Based on http://www.bu.edu/hic/research/highlighted-sponsored-projects/massachusetts-open-cloud/

I went to this for obvious reasons :)  It was mostly a features pitch from Redhat.  The guy who spoke most of the time was a Redhat employee, who did know the product inside and out, intermixed with example use cases.

Learned that Openshift FaaS is settling on Openwhisk.  Kuryr is an integration project coming to more directly tie Openshift (and k8s vanilla) into neutron to avoid flannel and in general overlay and (in some cases) the double encapsulation insanity of vxlan inside vxlan that would happen.  That's been on my mind so it was an interesting note.

This setup is so incredibly similar to ours in ideology and deployment that we could have given a mirror presentation. 

Post I spoke with Robert who was the person from Boston U there to represent and a few things were clarified:
* This was only really deployed over the summer and has had mostly trivial usage.  A large 300 person use cases was meant to happen but did not.
* They have some awesome open data partnerships with MIT
* I got his contact info and I think we should follow up.  I want to know in 6 months if they are as high on openshift as they are now.

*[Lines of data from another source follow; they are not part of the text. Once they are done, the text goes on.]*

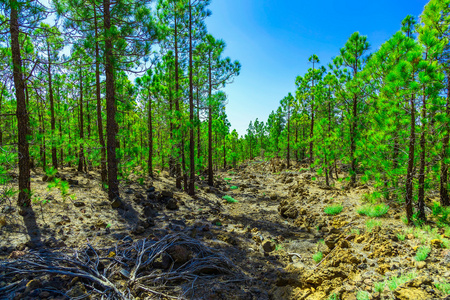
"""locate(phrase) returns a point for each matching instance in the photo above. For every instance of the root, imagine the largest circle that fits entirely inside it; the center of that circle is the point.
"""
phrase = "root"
(126, 270)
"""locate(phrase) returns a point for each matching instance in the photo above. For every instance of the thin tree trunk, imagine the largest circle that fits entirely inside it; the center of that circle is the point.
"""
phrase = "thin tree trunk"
(111, 124)
(103, 171)
(445, 201)
(421, 192)
(191, 111)
(177, 107)
(52, 109)
(81, 153)
(21, 112)
(289, 133)
(150, 136)
(410, 171)
(210, 164)
(353, 142)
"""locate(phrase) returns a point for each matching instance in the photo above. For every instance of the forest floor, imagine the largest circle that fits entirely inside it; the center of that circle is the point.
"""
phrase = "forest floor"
(164, 244)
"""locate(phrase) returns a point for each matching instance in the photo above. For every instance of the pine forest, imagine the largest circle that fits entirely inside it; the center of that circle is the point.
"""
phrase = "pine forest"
(122, 176)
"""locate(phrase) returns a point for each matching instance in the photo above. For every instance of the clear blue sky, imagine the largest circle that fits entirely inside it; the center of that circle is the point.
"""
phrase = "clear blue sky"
(274, 38)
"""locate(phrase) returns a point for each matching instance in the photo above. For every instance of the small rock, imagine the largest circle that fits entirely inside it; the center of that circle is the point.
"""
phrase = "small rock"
(44, 294)
(150, 212)
(73, 182)
(138, 230)
(411, 294)
(8, 209)
(117, 203)
(78, 291)
(32, 285)
(101, 224)
(268, 246)
(180, 254)
(421, 265)
(167, 194)
(436, 244)
(172, 204)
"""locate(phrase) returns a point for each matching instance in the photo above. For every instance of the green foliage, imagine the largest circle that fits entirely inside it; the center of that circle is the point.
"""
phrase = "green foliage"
(379, 286)
(355, 231)
(373, 211)
(363, 295)
(441, 214)
(401, 237)
(318, 256)
(229, 199)
(422, 253)
(371, 224)
(394, 282)
(444, 287)
(62, 185)
(334, 209)
(333, 296)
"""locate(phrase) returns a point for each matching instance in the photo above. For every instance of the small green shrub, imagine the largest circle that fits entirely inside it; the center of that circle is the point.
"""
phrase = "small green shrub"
(401, 237)
(333, 209)
(333, 296)
(363, 295)
(441, 214)
(379, 286)
(371, 224)
(394, 282)
(443, 287)
(230, 199)
(373, 211)
(355, 231)
(318, 257)
(422, 253)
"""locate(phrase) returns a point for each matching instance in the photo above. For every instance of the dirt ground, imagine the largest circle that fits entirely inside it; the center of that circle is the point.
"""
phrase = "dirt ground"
(160, 243)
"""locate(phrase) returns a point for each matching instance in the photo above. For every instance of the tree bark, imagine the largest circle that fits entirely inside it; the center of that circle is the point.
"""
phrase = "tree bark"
(150, 136)
(410, 171)
(445, 201)
(52, 109)
(191, 111)
(21, 111)
(210, 164)
(111, 123)
(81, 153)
(421, 192)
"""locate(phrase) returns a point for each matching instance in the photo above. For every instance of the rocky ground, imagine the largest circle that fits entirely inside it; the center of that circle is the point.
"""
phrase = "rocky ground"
(260, 247)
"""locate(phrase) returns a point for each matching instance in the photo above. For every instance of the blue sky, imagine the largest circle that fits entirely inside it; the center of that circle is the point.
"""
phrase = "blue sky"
(274, 39)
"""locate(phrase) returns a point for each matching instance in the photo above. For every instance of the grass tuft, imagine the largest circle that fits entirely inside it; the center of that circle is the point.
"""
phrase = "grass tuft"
(318, 257)
(401, 237)
(373, 211)
(334, 209)
(422, 253)
(394, 282)
(371, 224)
(363, 295)
(379, 286)
(230, 199)
(443, 287)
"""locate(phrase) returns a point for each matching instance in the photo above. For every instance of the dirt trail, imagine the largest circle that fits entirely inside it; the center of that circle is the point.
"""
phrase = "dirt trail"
(270, 235)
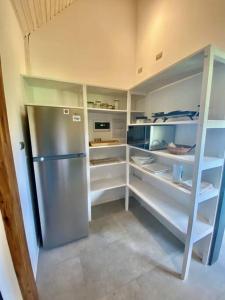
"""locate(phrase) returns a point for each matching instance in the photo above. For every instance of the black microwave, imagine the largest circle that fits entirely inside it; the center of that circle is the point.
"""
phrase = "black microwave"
(151, 137)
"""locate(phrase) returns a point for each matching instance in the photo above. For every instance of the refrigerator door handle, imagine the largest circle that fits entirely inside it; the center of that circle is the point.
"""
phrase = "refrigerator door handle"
(58, 157)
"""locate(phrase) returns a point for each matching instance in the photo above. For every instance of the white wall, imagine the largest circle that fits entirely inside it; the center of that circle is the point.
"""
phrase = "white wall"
(8, 282)
(177, 28)
(91, 42)
(13, 63)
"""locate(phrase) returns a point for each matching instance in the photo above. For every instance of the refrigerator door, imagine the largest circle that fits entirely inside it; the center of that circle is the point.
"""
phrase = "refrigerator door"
(56, 130)
(62, 200)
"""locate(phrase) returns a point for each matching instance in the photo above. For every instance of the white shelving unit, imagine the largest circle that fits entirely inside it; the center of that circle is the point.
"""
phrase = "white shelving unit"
(196, 80)
(190, 216)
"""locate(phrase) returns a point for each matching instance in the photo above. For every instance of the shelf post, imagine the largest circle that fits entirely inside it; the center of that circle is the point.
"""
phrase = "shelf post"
(87, 149)
(199, 155)
(127, 178)
(128, 108)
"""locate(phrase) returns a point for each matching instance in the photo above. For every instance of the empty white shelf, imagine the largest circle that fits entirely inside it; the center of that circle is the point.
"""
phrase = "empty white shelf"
(208, 163)
(121, 162)
(108, 183)
(54, 105)
(107, 146)
(216, 124)
(214, 192)
(188, 122)
(106, 110)
(171, 213)
(164, 181)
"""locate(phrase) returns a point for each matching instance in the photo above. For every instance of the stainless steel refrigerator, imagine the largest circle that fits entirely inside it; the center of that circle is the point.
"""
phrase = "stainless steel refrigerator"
(58, 150)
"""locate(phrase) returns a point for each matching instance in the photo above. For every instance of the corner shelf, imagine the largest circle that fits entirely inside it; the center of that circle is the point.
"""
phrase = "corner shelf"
(108, 184)
(107, 146)
(172, 213)
(163, 181)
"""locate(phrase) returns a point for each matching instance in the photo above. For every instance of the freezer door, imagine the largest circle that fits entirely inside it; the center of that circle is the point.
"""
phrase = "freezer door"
(62, 200)
(56, 131)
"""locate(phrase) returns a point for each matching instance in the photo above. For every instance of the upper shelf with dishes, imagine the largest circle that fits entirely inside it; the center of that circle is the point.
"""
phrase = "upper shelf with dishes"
(106, 100)
(173, 96)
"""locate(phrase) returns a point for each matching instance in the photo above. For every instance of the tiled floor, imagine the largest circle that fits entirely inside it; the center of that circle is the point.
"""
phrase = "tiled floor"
(128, 255)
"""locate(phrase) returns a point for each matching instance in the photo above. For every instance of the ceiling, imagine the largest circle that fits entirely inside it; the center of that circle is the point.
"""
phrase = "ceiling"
(32, 14)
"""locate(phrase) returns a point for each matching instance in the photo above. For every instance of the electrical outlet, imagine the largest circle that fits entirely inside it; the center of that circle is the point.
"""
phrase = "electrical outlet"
(140, 70)
(159, 55)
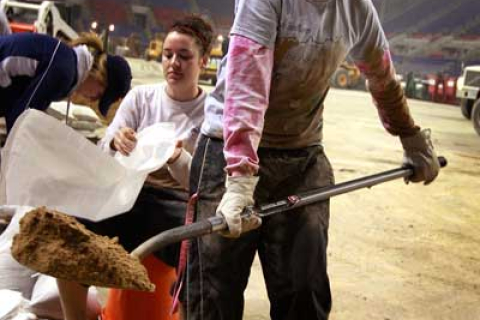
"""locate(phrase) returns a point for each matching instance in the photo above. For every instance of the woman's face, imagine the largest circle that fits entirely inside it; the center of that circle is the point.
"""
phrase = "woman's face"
(181, 59)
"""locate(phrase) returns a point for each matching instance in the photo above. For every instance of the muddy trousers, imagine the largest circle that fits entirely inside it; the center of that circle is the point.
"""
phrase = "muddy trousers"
(291, 246)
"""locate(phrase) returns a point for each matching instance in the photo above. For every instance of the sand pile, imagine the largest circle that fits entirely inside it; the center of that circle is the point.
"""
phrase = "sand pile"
(56, 244)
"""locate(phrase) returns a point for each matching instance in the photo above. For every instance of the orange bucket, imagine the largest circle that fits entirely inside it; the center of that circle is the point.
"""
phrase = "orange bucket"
(140, 305)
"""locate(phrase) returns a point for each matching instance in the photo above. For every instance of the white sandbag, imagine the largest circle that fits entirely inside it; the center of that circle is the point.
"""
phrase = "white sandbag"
(14, 276)
(45, 300)
(46, 163)
(12, 306)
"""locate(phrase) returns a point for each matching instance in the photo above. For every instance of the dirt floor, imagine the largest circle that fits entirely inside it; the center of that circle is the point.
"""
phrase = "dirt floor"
(396, 251)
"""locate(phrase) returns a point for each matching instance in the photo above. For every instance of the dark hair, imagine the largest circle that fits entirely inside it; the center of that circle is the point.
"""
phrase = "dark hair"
(198, 28)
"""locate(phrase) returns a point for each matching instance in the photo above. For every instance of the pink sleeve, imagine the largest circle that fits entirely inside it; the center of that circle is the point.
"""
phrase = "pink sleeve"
(249, 73)
(387, 93)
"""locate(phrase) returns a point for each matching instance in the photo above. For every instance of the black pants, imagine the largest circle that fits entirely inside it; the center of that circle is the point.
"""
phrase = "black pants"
(291, 246)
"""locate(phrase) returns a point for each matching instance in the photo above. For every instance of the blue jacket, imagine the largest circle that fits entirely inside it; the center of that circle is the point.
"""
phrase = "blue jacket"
(24, 59)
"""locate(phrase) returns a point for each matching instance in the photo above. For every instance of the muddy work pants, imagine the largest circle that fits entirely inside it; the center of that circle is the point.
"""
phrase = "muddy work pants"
(291, 245)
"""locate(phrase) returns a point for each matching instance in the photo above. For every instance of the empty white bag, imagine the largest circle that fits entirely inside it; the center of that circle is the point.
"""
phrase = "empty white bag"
(46, 163)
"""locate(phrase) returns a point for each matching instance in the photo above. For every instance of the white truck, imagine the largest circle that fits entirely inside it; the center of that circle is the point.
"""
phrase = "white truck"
(37, 16)
(468, 91)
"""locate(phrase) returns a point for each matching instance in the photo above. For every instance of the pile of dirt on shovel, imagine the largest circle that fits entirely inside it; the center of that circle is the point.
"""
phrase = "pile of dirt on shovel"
(53, 243)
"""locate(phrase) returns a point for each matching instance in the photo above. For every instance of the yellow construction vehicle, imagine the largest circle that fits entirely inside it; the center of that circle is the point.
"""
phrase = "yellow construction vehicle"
(347, 76)
(154, 50)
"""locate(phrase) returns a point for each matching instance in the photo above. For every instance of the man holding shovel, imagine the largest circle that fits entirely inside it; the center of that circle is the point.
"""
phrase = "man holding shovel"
(266, 116)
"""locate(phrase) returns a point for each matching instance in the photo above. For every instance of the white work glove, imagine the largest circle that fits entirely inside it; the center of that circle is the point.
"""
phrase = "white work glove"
(239, 194)
(419, 153)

Openshift is the only thing operating in its space that has maturity now.  Redhat is basically killing it here through happenstance because of a well executed project and every alternative being gobbled up and mismanaged AFAICT.  Kudos to them.

* Move to Cellsv2

(This was a followup to a talk given in boston 6m ago I need to track that down)

In Ocata Nova splits into multiple DB's for components, and all deployments become an inherent cell even if there is only the implicit cell0.  So everyone is moving to cellsv2 no matter what.  Cells all the way down.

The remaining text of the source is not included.